Tell me—how can you possibly pass up a book with the title An Economist Walks Into A Brothel? And on top of that, it promised to talk about risk management. So I couldn’t resist. True, from the title you expect to learn about risks of a very different kind, but still…
In reality, the book is meant to explain the risks in our lives through examples of how people in completely different professions deal with them. And yes, the book starts with a description of how one of the largest brothels in Nevada operates: what risks sex workers face, and how a legal brothel helps address them compared to freelance sex workers.
I have to admit, it’s a genuinely unconventional approach, and Allison Schrager—who specializes in working with risk—managed to attract a lot of readers that way.
And besides sex workers, her examples include paparazzi, a professional poker player, surfers, horse breeders, and even the military. Using those examples, Allison tries to show both what risk is in itself and different sides of dealing with it, including insurance and hedging.

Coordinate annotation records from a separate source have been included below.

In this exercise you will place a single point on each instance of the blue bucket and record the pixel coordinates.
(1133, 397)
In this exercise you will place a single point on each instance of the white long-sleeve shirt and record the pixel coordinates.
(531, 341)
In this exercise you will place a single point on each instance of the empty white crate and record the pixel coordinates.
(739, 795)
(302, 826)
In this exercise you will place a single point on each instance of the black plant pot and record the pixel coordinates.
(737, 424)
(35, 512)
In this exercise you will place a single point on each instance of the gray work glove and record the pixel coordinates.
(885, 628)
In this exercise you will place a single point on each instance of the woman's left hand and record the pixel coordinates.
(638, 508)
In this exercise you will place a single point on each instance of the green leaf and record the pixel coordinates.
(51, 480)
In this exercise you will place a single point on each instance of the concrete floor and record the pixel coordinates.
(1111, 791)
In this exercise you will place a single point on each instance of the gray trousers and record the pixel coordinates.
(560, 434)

In practice, though, the book is less useful than you expect. It has a lot of stories and personal reflections, but not much actual substance about risk.
The stories do offer plenty of interesting facts about fields we’re unlikely to see from the inside very often.
How sex workers assess their risks is interesting. How paparazzi work is great! But the poker chapter can be boiled down to: don’t take pointless risks, don’t give in to emotions. And that’s it.
In the section about horse breeders, I honestly don’t really understand what point the author was trying to make. That breeders use inbreeding when they should be aiming for more diversity? But she herself describes why they do it: because their short-term goal—“sell the stallion before he’s actually proven himself”—is exactly what demands that approach. A different approach is needed for a different goal. But the breeders’ goal doesn’t change. So it’s unclear what this has to do with risk at all (other than the fact that, in the long run, the current approach leads to degeneration because of inbreeding).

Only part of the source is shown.